Tree lichens thrive better on dead wood
Very slow progress was made the other day while I was cutting down the remains of a dead oak tree as I kept getting distracted by the diversity of mosses and lichens growing on the dead bark.
Lichens are amazing plants. Mark Seaward's census catalogue lists 1,134 species recorded growing in Ireland, so they are a pretty significant aspect of our natural heritage. While they are regarded as individual 'plants' and 'species', lichens are unique in that they are the only known life forms on the planet that are composed of two or three different organisms living together.
The two constituent organisms that form most lichens are either a fungus and an alga or a fungus and a bacterium. Sometimes all three live together: fungus, alga and bacterium. The two or three constituent organisms live together in a close and intimate biological relationship.
With so many species there are several different domestic arrangements, but the general rule is that the algal partner in the relationship makes food using sunlight in the same way that grass and all other green plants grow. Photosynthesis is the chemical reaction that drives the continuation of so much of live on Earth.
What the fungal partner brings to the relationship is its ability to absorb nutrients from the environment. Sometimes the fungus has to absorb nutrients either directly from the air or from rainwater when the lichen is growing in such a challenging desert environment as the bare vertical rock face of a headstone in an old graveyard.

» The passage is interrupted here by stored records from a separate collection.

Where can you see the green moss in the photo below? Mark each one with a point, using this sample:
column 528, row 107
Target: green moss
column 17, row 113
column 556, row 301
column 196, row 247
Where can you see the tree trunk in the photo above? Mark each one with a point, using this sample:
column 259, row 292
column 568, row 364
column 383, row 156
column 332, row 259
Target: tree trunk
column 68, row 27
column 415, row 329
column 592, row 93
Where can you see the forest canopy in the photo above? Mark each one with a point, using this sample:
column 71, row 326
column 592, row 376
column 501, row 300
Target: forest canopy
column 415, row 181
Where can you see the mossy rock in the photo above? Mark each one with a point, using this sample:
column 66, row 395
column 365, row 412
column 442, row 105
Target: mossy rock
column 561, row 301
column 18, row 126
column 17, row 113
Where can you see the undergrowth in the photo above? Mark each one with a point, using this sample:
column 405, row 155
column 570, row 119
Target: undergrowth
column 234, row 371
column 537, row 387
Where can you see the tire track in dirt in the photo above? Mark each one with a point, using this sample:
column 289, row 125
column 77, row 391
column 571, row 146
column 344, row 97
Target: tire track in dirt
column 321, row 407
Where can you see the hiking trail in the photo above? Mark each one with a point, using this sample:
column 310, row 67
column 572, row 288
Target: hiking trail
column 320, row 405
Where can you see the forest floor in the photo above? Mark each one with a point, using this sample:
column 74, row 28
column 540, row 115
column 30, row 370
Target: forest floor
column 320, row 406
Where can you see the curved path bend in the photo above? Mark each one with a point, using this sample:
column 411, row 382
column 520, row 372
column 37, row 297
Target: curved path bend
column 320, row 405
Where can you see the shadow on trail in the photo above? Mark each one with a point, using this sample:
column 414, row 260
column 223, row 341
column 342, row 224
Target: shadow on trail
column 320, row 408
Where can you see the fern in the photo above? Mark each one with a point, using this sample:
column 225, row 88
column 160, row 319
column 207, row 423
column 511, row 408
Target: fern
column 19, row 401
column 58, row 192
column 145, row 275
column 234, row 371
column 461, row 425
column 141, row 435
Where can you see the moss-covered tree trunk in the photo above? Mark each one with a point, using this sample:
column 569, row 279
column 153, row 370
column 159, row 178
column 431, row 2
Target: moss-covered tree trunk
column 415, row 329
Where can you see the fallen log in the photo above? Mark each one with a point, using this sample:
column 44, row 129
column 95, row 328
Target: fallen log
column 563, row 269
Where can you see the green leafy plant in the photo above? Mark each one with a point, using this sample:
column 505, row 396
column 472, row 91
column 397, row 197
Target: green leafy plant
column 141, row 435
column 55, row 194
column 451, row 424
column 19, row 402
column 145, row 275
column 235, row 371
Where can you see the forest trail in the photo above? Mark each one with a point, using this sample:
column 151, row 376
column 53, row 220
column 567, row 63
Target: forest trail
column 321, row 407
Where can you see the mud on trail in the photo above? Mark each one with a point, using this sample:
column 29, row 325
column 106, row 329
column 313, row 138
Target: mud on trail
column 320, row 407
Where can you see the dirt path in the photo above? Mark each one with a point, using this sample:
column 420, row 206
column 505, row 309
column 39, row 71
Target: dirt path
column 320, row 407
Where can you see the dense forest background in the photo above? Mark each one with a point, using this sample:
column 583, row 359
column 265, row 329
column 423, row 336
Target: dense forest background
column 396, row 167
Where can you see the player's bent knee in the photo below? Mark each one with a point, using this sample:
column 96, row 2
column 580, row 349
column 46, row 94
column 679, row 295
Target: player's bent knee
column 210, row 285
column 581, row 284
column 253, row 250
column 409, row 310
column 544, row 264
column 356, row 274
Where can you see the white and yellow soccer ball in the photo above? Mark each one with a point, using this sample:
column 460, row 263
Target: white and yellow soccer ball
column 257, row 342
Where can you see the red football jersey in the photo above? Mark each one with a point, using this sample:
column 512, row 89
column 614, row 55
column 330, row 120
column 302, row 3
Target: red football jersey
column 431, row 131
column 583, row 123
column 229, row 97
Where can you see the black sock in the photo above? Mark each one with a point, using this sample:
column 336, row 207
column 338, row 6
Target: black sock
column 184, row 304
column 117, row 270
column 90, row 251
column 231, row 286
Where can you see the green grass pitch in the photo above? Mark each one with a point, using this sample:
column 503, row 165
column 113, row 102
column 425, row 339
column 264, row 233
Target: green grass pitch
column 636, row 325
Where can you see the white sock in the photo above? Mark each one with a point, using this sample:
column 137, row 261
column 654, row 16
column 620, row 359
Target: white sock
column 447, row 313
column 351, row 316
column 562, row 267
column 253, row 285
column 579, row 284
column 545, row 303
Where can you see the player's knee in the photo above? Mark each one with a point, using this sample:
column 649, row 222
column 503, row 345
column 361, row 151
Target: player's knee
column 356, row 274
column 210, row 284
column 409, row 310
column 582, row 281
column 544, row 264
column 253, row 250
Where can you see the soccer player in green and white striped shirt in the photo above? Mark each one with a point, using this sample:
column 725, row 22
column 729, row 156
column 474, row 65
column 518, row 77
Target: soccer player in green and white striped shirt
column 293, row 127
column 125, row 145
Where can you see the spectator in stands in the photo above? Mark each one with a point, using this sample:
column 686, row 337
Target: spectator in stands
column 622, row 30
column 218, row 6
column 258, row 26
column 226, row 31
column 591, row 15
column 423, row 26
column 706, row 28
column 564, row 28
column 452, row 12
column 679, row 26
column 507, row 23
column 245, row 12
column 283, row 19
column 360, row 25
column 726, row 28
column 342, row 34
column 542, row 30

Tree lichens thrive better on dead wood than on the wood of a live tree. The most abundant species on my dead tree was the very common Hammered Shield Lichen, the one pictured above. It is an easily identified species. Its body is made up of overlapping leafy lobes each with a squarish end. These lobes are a very pale silvery, bluish-grey colour above and a dark treacle-brown colour underneath.
The dark colour underneath borders the pale lobes giving them distinctive brown tips. Its fruiting bodies are shield-shaped. The leafy lobes have a network of sharp ridges and depressions giving the lichen a hammered appearance, hence its English name. Hammered Shield Lichen comes in a number of forms. It is very common and widespread and since it is one of the lichens that is very tolerant of pollution it is no stranger to tree trunks in parks and gardens in built-up areas, villages and towns.